Katsimi and Arvanitis were questioning the attitude of the minister. ARTICLE 19 points out that in democratic states, politicians must be tolerant and open to criticism. That is particularly true when a matter concerns an issue of great public importance, such as the claims in this case - that activists had been tortured. The journalists did not doubt the capacity of the legal system to investigate the matter. They were merely making a comment about the minister's attitude to the matter. This is a standard practice and it is the role of the media to raise such issues.
Suspending the presenters immediately violated standards on freedom of expression. Even if concerns that ethical journalistic standards were violated, a breach of this nature would not warrant such a severe sanction as immediate suspension.
"These dismissals send out a dangerous message to other journalists, who might now be cautious about criticising the government for fear that they will face reprisal themselves. The suspension of the presenters could give way to self censorship by other journalists" said Agnès Callamard, ARTICLE 19's Executive Director.

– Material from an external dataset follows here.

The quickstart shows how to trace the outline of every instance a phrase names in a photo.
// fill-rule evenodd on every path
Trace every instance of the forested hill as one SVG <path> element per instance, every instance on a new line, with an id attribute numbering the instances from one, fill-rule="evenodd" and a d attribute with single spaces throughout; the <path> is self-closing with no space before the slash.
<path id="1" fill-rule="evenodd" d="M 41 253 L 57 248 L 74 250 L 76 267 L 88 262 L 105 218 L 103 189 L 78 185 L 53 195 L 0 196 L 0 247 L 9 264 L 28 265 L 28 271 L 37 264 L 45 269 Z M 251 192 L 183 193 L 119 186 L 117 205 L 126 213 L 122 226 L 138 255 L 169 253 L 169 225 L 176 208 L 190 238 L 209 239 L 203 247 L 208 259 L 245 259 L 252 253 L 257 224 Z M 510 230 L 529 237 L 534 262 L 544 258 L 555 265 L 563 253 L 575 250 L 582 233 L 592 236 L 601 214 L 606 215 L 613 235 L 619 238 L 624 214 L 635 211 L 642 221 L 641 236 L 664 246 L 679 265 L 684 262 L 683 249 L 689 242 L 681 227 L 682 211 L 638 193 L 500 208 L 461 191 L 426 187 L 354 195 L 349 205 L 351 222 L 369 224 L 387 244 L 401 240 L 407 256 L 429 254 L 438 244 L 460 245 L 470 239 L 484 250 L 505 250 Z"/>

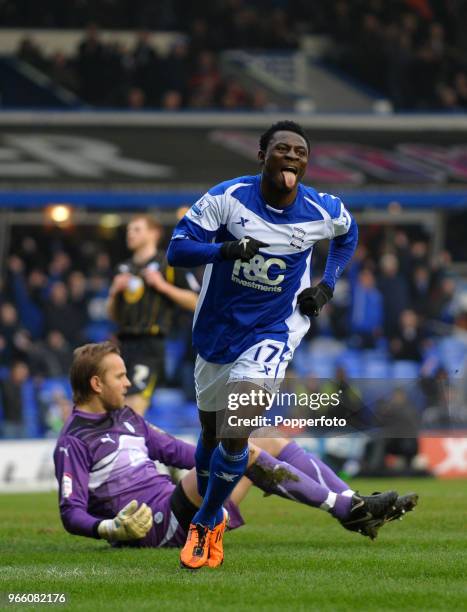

ARTICLE 19 calls on the Greek authorities to refrain from muzzling the voice of the media and violating the right to freedom of expression. The media must be allowed to criticise the government. Public scrutiny is a vital part of democracy.
Magazine editor charged after publishing "rich list":
Kostas Vaxevanis , the editor of an investigative magazine Hot Docs went on trial on Monday for allegedly breaching the privacy of several individuals by publishing a list of wealthy Greeks that the government has yet to investigate for possible tax evasion. It is reported that this is a list that the government has been aware of for two years without taking any action. It is claimed that the list was originally leaked by a bank employee and handed over by the then French finance minister Christine Lagarde to Greek authorities in 2010.
ARTICLE 19 finds that Vaxevanis was acting in the public interest in publishing this list. Against the backdrop of the financial crisis – it is absolutely relevant that this information be made public; the existence of the list and its contents should be considered as a matter for public debate.
In the absence of any action from the government for two years, it was in public interest to publish the list to ensure that this information was not neglected and that the matter is given proper attention. Publication was the reasonable thing to do in the situation.
ARTICLE believes that the Greek government ought to be responding to the information rather than punishing the person who brought it to public attention.
"A government is supposed to serve its people. The role of a free media is to act as a watchdog for democracy. It is the responsibility of the press to publish information which is in the public interest and to scrutinise the operation of the state. We must not allow censorship to stop the truth emerging or repress ideas. This is an inexcusable attack on freedom of expression" said Agnès Callamard, ARTICLE 19's Executive Director.
"The financial crisis and the political situation in Greece must not be used as an excuse for censorship. It is vital that in times of crisis, the media is allowed to operate freely; that information of critical public importance is given serious consideration, so that people can make informed decisions" she added.
Imposing restrictions to fundamental human rights must not be tolerated. ARTICLE 19 stands together with those who stand up to protect these rights.